Acute Primary Infection.

Patient 777 was identified 14 d after a high risk exposure with fever, headache and esophageal candidiasis. His HIV RNA was >106 copies/ml of plasma. He declined antiretroviral therapy. Viral loads and CD4+ counts are shown in Fig. 1. During symptomatic infection viral sequences were w/t at position 264 (R264) and showed methionine (M), rather than leucine (L) at position 268 (Fig. 1 a, and online supplemental Table SI). 28 wk later, his virus contained a mixture of both M268 and L268, but retained R264 in all sequences. 52 wk after acquiring infection, 96% of his viral sequences carried the R264K sequence (1/25 had R264I) and all had M268. Combination antiretroviral chemotherapy (CAC) was instituted at this visit because of persistent viremia and the development of a virus with a syncytium-inducing phenotype (SI). Viremia was better controlled after therapy and a mixed population of viral sequences was detected (Fig. 1 a, and online supplemental Table SI). Throughout the period of observation, this patient had a robust HLA-B27–restricted immunodominant CD8+ T cell response to p24 gag (263–272) as detected by tetramer staining (Fig. 1 a).

Figure 1

Time course of four subjects developing nonbinding mutations: (a) 777, (b) SW, (c) 007, and (d) RT. In each, the top panel shows CD4+ count (left axis) and HLA B-27 tetramer staining (right axis); the middle panel shows viral load (log RNA copies/ml); and the bottom panel shows the percentage of clones with each variant epitope sequence. Top panels: filled boxes, CD4+ T cell count; open triangles, percentage of CD8+ cells staining with M268 variant peptide B27 tetramer; open diamonds, percentage of CD8+ cells staining with L268 variant peptide B27 tetramer. Double-headed arrows indicate period during which fresh killing was detected of peptide-pulsed autologous targets. Middle panels: closed circles, viral load log10 copies of HIV RNA/ml plasma. Periods of mononucleoside analogue therapy (MT), dual nucleoside analogue therapy (DT), and combination therapy with dual nucleoside analogues and a protease inhibitor (CAC) are indicated by double arrow headed lines. Bottom panels: white bars, percentage of viral DNA sequences with R264 M268; gray bars, percentage of viral DNA sequences with E260 R264 L268 (w/t); black bars, percentage of viral DNA sequences with K264 M268; horizontal stripe, percentage of viral DNA sequences with K264 L268; left to right downward hatch, percentage of viral DNA sequences with D260 G264 L268; and right to left downward hatch, percentage of viral DNA sequences with another mutation at 264.

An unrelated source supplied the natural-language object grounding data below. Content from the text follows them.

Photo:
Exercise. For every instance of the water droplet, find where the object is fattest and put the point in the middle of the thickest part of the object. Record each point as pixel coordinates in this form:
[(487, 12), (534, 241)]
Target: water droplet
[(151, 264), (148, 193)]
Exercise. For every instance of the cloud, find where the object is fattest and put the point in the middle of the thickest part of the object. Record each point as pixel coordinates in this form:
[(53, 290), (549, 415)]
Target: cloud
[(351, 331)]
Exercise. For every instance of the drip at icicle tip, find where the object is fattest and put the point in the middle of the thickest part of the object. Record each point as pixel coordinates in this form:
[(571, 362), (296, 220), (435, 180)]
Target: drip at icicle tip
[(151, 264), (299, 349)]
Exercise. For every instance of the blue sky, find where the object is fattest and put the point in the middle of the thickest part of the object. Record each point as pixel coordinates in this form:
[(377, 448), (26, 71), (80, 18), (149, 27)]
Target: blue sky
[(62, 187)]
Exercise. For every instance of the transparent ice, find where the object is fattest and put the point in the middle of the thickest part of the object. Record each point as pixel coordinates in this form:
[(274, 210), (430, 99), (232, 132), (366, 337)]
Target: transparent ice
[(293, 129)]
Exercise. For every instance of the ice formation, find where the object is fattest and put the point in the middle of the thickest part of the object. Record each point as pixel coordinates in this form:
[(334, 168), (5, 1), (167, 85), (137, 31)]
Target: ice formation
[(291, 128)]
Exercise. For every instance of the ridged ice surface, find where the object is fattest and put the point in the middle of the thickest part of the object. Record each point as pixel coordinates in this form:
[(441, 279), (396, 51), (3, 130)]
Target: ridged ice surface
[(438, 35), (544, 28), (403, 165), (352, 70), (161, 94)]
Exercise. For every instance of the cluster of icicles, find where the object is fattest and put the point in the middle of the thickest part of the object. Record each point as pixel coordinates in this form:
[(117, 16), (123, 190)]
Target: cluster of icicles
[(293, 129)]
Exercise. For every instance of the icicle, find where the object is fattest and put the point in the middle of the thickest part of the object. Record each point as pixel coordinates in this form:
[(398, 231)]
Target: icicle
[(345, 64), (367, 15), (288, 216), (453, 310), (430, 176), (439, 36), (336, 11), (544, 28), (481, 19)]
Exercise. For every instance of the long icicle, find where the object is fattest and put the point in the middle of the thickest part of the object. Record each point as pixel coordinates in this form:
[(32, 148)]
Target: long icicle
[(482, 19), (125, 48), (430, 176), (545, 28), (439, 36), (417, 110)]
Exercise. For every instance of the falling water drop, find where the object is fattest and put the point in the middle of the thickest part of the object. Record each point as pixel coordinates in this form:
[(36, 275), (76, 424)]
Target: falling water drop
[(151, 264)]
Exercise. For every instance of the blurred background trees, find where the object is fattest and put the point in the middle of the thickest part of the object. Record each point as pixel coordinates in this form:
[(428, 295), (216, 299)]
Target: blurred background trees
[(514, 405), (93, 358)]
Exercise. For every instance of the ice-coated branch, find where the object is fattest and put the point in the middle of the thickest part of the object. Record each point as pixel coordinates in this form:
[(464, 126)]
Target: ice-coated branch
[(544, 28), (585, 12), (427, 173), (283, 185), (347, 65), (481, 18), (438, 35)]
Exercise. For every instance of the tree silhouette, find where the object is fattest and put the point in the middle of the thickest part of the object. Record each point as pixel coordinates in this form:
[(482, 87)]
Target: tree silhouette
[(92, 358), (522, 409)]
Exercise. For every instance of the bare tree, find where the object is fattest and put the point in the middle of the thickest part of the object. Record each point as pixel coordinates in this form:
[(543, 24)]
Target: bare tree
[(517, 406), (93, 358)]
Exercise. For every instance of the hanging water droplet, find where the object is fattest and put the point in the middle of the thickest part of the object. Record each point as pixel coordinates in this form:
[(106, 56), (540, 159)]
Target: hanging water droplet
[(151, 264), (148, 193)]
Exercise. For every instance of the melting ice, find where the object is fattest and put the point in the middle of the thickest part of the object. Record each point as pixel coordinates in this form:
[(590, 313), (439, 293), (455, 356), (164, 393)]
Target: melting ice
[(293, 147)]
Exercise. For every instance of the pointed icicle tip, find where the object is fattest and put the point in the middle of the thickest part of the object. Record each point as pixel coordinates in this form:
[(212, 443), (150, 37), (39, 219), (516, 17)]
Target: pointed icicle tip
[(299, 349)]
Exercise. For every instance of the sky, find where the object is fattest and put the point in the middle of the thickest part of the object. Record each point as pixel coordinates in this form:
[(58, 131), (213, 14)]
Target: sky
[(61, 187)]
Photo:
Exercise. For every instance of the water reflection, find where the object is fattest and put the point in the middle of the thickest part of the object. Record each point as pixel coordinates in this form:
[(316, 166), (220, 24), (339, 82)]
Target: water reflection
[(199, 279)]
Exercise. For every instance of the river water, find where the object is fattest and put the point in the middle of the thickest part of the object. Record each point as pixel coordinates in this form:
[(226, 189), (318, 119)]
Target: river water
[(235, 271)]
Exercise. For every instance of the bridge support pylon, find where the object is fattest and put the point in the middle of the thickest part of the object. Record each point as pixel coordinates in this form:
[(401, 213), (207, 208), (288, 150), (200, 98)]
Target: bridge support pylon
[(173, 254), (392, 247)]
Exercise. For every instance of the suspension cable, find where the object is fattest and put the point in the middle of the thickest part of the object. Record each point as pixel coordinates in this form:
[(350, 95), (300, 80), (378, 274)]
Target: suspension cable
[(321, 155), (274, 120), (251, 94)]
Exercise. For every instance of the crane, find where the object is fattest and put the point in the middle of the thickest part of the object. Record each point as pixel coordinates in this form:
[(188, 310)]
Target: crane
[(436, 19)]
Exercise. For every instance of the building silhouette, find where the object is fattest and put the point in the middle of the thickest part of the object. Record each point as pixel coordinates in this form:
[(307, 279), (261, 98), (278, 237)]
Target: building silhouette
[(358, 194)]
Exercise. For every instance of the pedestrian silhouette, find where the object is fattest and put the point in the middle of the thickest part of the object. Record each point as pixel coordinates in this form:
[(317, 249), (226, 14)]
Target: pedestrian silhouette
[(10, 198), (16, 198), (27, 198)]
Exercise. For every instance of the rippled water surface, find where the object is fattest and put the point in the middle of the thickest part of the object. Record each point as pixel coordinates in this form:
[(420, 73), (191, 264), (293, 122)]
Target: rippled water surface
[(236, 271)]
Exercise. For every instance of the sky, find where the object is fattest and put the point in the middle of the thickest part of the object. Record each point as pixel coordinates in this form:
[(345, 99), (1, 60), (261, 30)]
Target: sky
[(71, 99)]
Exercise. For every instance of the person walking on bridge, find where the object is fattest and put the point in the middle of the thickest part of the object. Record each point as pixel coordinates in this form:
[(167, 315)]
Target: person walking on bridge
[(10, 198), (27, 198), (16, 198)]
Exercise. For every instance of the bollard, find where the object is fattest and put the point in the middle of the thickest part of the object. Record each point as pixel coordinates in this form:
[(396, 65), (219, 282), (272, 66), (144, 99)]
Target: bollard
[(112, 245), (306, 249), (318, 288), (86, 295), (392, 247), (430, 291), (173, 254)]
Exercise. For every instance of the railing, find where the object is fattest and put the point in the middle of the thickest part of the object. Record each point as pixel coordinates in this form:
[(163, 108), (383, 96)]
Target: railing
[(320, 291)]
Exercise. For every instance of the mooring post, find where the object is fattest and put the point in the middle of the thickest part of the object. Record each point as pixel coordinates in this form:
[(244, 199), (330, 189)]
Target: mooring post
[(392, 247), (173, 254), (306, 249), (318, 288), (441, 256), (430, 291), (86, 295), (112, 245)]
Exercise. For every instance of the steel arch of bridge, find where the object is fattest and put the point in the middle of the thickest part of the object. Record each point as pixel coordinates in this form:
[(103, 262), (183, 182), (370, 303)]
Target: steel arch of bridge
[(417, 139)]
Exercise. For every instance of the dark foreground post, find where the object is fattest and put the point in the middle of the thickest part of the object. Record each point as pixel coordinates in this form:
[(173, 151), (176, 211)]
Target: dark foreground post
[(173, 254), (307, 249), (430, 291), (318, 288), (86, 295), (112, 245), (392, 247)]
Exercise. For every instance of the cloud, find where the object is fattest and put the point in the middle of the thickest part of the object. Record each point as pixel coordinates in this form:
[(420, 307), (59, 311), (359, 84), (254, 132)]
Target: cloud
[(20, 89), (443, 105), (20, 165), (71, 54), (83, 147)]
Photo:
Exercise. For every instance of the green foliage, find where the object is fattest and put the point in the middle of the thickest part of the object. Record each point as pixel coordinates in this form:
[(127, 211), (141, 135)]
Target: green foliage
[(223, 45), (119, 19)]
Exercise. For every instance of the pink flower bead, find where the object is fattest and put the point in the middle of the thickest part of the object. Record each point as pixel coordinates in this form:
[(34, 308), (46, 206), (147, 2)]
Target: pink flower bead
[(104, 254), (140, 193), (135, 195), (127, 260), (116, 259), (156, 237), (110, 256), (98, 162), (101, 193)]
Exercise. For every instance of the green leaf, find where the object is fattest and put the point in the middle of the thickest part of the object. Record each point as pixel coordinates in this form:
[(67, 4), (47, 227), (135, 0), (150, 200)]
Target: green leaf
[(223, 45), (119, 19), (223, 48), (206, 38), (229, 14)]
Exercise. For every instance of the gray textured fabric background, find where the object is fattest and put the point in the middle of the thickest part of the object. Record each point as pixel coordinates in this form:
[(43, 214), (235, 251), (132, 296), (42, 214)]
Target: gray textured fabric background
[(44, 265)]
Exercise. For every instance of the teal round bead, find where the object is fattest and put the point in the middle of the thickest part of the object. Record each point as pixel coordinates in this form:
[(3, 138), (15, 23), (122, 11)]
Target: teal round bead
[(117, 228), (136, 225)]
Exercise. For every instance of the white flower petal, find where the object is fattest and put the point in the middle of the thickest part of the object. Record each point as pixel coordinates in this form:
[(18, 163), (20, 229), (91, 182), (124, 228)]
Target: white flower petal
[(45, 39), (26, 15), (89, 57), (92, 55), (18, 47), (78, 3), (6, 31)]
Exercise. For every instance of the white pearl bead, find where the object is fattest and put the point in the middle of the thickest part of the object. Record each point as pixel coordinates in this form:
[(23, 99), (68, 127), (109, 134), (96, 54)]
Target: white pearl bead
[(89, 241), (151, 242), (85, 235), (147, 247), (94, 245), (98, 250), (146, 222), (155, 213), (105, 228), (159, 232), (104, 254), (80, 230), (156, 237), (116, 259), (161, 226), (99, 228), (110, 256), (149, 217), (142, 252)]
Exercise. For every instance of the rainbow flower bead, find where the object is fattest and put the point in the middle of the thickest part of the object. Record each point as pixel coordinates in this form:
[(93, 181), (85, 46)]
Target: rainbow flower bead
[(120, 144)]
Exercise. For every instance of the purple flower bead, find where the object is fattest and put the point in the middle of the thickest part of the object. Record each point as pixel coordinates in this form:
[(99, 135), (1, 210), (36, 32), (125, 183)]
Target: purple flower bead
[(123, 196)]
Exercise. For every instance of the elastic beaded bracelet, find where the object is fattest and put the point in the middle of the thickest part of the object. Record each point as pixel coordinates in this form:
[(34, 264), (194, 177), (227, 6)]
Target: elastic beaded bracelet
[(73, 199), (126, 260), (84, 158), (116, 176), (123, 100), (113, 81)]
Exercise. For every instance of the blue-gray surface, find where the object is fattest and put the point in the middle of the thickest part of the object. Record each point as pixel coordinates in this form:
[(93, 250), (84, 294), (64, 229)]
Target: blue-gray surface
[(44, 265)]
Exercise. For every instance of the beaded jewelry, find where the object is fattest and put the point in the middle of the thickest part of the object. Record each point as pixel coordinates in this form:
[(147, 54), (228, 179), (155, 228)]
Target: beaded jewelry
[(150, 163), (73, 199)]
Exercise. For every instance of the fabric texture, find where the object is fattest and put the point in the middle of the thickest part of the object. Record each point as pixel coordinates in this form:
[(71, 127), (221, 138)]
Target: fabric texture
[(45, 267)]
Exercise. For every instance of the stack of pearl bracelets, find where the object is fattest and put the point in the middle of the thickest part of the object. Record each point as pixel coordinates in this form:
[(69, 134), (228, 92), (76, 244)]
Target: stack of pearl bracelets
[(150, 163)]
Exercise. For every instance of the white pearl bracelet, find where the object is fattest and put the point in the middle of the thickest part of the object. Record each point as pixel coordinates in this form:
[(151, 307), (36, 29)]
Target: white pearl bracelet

Patients SC8 and SC40 were also identified during primary infection with seroconversion illnesses and both were treated with CAC very early in their infections (online supplemental Table SI). Both have HLA-B2705, but did not select R264K during the study period. SC8 had a reduction of viral load to <400 copies/ml by day 50. This was maintained for 2.1 yr. Viral sequences remained w/t with L268 (online supplemental Table SI). In SC40, viral load was reduced to undetectable levels 80 d after initial presentation and remained <1,000 copies/ml thereafter. In this patient, virus sequences were w/t with L268. Immunodominant HLA-B27–restricted CD8+ T cell responses to p24 gag (263–272), as defined by enzyme-linked immunospot assay and tetramer staining, were documented in both these patients 25.

Late Stage Infection.

Patient SW presented with Pneumocystis carinii pneumonia, and was subsequently found to be HIV seropositive with a high viral load and a low CD4+ cell count. In the first sample available for sequencing, collected 12 wk after initial presentation, all proviral sequences showed the R264K mutation and M268 (Fig. 1 c). A HLA-B27–restricted T cell response to the M268 variant peptide was detectable by tetrameric staining (0.68% of CD8+ cells) at this and the next time point (0.28% of CD8+ cells) but not later (Fig. 1 c). No HLA-A11– or HLA-B35–restricted responses were detected in this patient at any time by tetramer staining or chromium release assays performed on bulk cultures. When effective antiretroviral therapy was started 16 wk after presentation, the viral load fell and the R264K mutation persisted.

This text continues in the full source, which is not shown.